If milisecond timing is a bad design choice, then I will do a way with it pronto.  I wasn't aware of the poor accuracy, and if the margin of error is that great, then I'll most definitely stop using it.  I wrote that half arsed timing function out of laziness.  Speaking of high resolution timers, I'll need one that's portable to all three major OSes.  Which I did find here: http://roxlu.com/2014/047/high-resolution-timer-function-in-c-c--

/* ----------------------------------------------------------------------- */
/*
Easy embeddable cross-platform high resolution timer function. For each
platform we select the high resolution timer. You can call the 'ns()'
function in your file after embedding this.
*/
#include <stdint.h>
#if defined(__linux)
#  define HAVE_POSIX_TIMER
#  include <time.h>
#  ifdef CLOCK_MONOTONIC
#     define CLOCKID CLOCK_MONOTONIC
#  else
#     define CLOCKID CLOCK_REALTIME
#  endif
#elif defined(__APPLE__)
#  define HAVE_MACH_TIMER
#  include <mach/mach_time.h>
#elif defined(_WIN32)
#  define WIN32_LEAN_AND_MEAN
#  include <windows.h>
#endif
static uint64_t ns() {
static uint64_t is_init = 0;
#if defined(__APPLE__)
static mach_timebase_info_data_t info;
if (0 == is_init) {
mach_timebase_info(&info);
is_init = 1;
}
uint64_t now;
now = mach_absolute_time();
now *= info.numer;
now /= info.denom;
return now;
#elif defined(__linux)
static struct timespec linux_rate;
if (0 == is_init) {
clock_getres(CLOCKID, &linux_rate);
is_init = 1;
}
uint64_t now;
struct timespec spec;
clock_gettime(CLOCKID, &spec);
now = spec.tv_sec * 1.0e9 + spec.tv_nsec;
return now;
#elif defined(_WIN32)
static LARGE_INTEGER win_frequency;
if (0 == is_init) {
QueryPerformanceFrequency(&win_frequency);
is_init = 1;
}
LARGE_INTEGER now;
QueryPerformanceCounter(&now);
#endif
}
/* ----------------------------------------------------------------------- */

Since this game is cross platform, it has to work on everything.  If nano seconds are the way to go, then I'll use that instead.

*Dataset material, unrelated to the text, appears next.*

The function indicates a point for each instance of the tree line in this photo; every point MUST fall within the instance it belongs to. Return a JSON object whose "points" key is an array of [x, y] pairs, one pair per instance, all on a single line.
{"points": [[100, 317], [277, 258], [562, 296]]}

And yes, using the frame rate isn't really a reliable way to do this (it blew up in my face).  I found that using a fixed value will give me consistent results.  A fixed delta doesn't generate any issues for me.

Shogun

##### Share on other sites

As a side note, in case it helps you (on some future project I guess): bullet (the physics API) ticked at constant rate, but it still allowed for frame-specific updates. OFC it only interpolated those between two known states. So it's has both predictable behavior and hi-frame-rate-butter-smooth goodness; apparently nobody noticed it's a tick late.

I tried something similar in an TD game I tried years ago I don't think you remember: the implication is that you have to correct for inconsistencies as an enemy spawned at 0.5 tick still has to be half-a-tick evolved and cannot be backwards interpolated at 0.3 ticks. Since the game wanted to be deterministic in nature I couldn't let players the chance to get different patterns due to hardware power. Ew! Hopefully you don't need this detail!

##### Share on other sites
On 10/08/2017 at 10:56 AM, blueshogun96 said:

I found that using a fixed value will give me consistent results.  A fixed delta doesn't generate any issues for me.

;(

Try it in a PC with a 144Hz monitor now..

##### Share on other sites

'Easy' fix: run your physics with a 720 Hz timestep. Iterate it 5 times per frame for 144Hz monitors/vsync, 12 times for a 60Hz monitor, and 24 times for a 30Hz monitor. No interpolation needed!